Judging from the audience’s responses, the anecdotes were effective. They urgently wanted know why law enforcement hasn’t done more do to get this awful drug off the streets. Or how could anyone in their right mind take such a destructive chemical? None of the writers raised questions about the veracity of the stories told by the attorney or the narcotics agent, even though they had just heard conflicting information about the drug. The world was flat again. My mind raced with thoughts about that 1914
New York Times
article describing “Negro cocaine fiends” and how southern police forces had to exchange their revolvers for heavier-caliber weapons because cocaine gave black people superhuman strength. I was baffled that others in the room didn’t recognize how myths about drugs are recycled from one generation to another; I was disappointed because I believed this roundtable would be different. I thought evidence from science would inform our view on the drug. Instead the roundtable turned out to be similar to other drug discussions sponsored by the government, an exchange in hysteria and ignorance. I was also angry because I knew such hysteria unfairly vilified methamphetamine users and decreased their willingness to seek help if needed.
The discussion also reminded me of the exaggerated claims about crack cocaine two decades before. As I pointed out earlier, that drug was believed to be so powerfully addictive that even first-time users would become addicted. It had also been linked to the deaths of two promising young athletes—Len Bias and Don Rogers—although later it became clear that the athletes had taken large amounts of powder and not crack cocaine. Powder cocaine was seen as a recreational drug for the wealthy.
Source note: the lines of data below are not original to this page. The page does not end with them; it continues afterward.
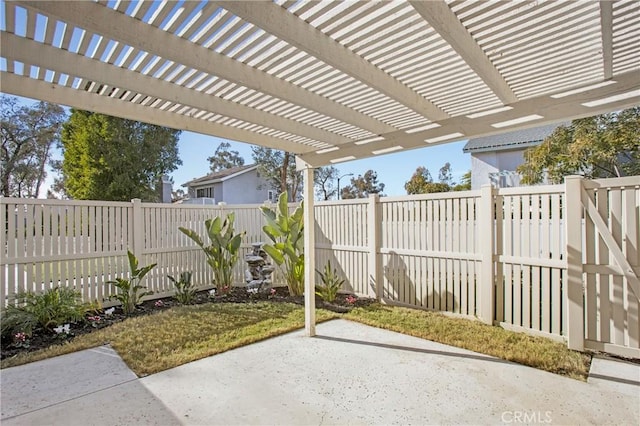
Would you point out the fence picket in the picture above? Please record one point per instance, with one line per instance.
(423, 251)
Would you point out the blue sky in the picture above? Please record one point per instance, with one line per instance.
(393, 169)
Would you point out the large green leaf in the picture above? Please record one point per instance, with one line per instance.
(133, 262)
(213, 226)
(272, 232)
(145, 270)
(274, 254)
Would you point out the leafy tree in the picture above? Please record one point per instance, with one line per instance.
(224, 158)
(324, 180)
(109, 158)
(363, 186)
(278, 168)
(445, 176)
(422, 183)
(606, 145)
(28, 134)
(465, 182)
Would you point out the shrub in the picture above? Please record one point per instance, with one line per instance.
(130, 291)
(287, 250)
(222, 253)
(331, 283)
(46, 310)
(185, 291)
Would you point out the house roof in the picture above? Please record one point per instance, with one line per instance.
(221, 176)
(328, 81)
(511, 140)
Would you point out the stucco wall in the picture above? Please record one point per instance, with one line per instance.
(484, 163)
(243, 189)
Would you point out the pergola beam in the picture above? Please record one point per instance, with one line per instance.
(48, 57)
(275, 20)
(606, 26)
(123, 28)
(550, 110)
(444, 21)
(59, 94)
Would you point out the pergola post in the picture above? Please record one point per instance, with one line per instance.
(309, 251)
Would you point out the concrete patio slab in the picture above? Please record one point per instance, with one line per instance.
(613, 374)
(349, 374)
(63, 378)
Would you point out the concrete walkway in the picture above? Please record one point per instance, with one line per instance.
(349, 374)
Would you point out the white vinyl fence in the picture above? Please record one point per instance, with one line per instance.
(496, 254)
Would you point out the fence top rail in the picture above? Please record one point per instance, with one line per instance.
(341, 202)
(433, 196)
(221, 207)
(63, 203)
(532, 190)
(623, 182)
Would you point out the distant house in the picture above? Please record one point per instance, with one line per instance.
(494, 159)
(238, 185)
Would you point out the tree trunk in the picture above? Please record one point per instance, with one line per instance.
(283, 174)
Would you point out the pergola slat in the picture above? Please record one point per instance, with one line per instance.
(330, 80)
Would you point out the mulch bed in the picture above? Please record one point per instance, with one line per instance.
(96, 320)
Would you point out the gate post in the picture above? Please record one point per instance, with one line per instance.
(138, 229)
(373, 237)
(575, 289)
(485, 223)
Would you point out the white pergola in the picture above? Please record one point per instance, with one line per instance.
(329, 81)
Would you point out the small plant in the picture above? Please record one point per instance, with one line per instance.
(185, 291)
(331, 283)
(222, 253)
(20, 340)
(287, 250)
(94, 320)
(130, 291)
(46, 310)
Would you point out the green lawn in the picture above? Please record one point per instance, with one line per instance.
(149, 344)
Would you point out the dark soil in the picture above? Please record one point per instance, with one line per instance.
(96, 320)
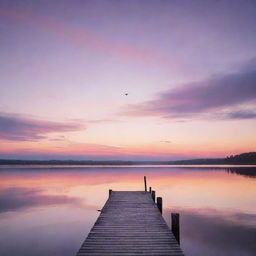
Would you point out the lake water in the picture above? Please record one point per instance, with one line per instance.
(46, 210)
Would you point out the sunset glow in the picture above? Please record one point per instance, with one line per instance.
(188, 68)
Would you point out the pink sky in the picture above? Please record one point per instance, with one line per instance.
(189, 70)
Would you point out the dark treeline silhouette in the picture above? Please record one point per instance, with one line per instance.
(245, 171)
(244, 159)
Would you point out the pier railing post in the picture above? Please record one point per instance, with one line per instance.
(159, 202)
(176, 226)
(145, 183)
(153, 195)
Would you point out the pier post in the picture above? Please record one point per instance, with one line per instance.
(145, 183)
(153, 195)
(176, 226)
(159, 201)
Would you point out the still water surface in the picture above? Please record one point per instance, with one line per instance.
(46, 210)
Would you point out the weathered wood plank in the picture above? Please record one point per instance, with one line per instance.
(130, 224)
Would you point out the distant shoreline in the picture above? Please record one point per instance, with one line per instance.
(131, 163)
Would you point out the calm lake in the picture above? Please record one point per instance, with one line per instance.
(47, 210)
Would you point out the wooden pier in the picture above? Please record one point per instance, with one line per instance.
(130, 224)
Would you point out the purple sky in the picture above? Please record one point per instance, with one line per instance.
(189, 68)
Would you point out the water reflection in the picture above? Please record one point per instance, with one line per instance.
(12, 199)
(49, 211)
(211, 232)
(246, 171)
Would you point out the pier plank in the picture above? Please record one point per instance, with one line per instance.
(130, 224)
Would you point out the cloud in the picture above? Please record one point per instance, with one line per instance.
(83, 38)
(19, 128)
(242, 114)
(193, 99)
(165, 141)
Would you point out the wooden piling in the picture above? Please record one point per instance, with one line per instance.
(118, 232)
(153, 195)
(176, 226)
(145, 183)
(159, 202)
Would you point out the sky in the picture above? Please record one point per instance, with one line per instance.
(189, 68)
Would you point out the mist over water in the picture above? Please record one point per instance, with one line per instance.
(50, 210)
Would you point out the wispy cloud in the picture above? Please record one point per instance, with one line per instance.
(19, 128)
(82, 37)
(210, 96)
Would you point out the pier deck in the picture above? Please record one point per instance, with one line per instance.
(130, 224)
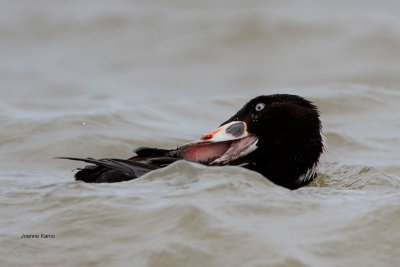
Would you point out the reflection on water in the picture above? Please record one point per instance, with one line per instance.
(80, 78)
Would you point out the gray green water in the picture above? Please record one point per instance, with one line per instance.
(98, 78)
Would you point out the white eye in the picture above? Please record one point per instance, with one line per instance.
(260, 106)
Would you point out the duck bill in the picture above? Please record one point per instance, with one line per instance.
(225, 145)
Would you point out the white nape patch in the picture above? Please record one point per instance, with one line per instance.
(310, 173)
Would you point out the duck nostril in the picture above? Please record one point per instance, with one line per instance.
(207, 137)
(236, 129)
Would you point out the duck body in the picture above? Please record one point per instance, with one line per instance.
(278, 136)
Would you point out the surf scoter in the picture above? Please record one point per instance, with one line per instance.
(279, 136)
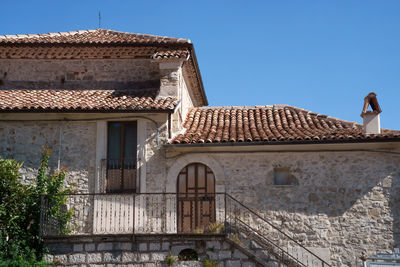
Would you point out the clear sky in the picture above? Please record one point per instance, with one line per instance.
(321, 55)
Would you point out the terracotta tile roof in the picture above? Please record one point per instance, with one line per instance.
(171, 54)
(270, 124)
(99, 36)
(84, 100)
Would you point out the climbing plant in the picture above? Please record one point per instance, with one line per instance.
(20, 205)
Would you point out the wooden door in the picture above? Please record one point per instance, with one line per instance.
(196, 198)
(121, 157)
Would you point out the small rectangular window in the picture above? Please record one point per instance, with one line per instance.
(282, 176)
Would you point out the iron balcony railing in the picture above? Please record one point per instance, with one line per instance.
(118, 175)
(169, 213)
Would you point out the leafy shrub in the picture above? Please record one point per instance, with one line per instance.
(20, 242)
(216, 227)
(171, 259)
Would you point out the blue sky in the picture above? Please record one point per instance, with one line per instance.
(324, 56)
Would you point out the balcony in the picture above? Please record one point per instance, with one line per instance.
(82, 215)
(130, 213)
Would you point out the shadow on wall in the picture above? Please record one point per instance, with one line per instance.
(394, 203)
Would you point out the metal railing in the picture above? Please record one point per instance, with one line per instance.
(159, 213)
(243, 220)
(118, 175)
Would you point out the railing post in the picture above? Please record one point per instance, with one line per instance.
(225, 211)
(134, 213)
(41, 218)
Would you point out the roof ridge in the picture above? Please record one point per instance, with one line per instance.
(281, 106)
(69, 33)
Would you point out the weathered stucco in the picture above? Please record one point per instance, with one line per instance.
(78, 74)
(26, 141)
(348, 202)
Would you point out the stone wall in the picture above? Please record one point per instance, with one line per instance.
(78, 74)
(144, 251)
(26, 141)
(348, 202)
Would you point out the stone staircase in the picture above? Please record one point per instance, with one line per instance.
(269, 245)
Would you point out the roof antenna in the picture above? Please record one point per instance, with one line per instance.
(99, 20)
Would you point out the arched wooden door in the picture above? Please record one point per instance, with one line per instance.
(196, 198)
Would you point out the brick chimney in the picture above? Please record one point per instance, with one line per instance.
(372, 124)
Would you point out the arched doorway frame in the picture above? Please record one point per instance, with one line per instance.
(172, 180)
(209, 161)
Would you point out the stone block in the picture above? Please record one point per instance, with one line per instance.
(60, 259)
(93, 257)
(159, 256)
(78, 247)
(248, 264)
(239, 255)
(155, 246)
(90, 247)
(144, 257)
(77, 258)
(105, 246)
(176, 249)
(143, 247)
(60, 248)
(48, 257)
(224, 254)
(273, 264)
(129, 257)
(226, 245)
(112, 256)
(213, 244)
(123, 246)
(232, 263)
(165, 246)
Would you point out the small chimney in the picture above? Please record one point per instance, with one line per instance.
(372, 123)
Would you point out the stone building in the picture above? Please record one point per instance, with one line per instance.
(156, 172)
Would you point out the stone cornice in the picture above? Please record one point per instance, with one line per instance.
(70, 52)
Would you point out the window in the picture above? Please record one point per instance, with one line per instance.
(121, 157)
(282, 176)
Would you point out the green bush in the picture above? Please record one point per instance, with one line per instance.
(20, 243)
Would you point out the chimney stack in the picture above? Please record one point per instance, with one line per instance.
(372, 124)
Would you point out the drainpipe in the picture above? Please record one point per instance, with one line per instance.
(60, 147)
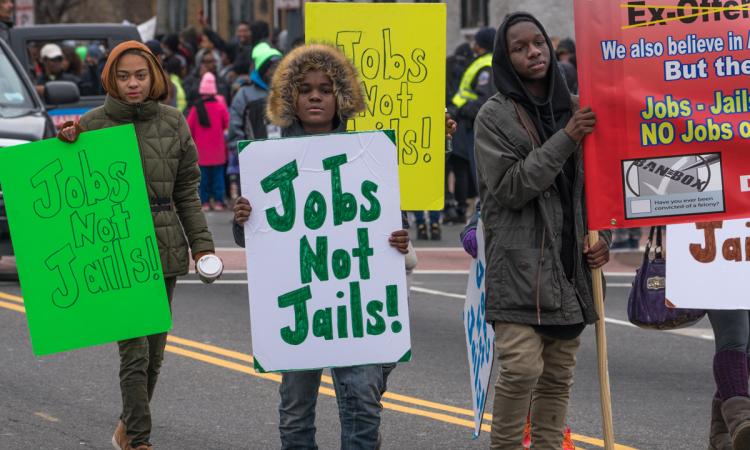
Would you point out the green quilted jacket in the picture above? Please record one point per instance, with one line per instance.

Few people asked whether the sentencing disparity between the two forms of cocaine was based on scientific evidence. In 1986, there were only two scientific publications on smoked cocaine. Both studies contained a number of limitations, which decreased their relevance in public policy discussions. As a result, the law that created the 100:1 crack-powder sentencing ratio was based entirely on anecdotal reports. This in itself isn’t necessarily a bad thing as long as lawmakers understood the limits of this approach and were prepared to alter the law as new, more complete knowledge dictated.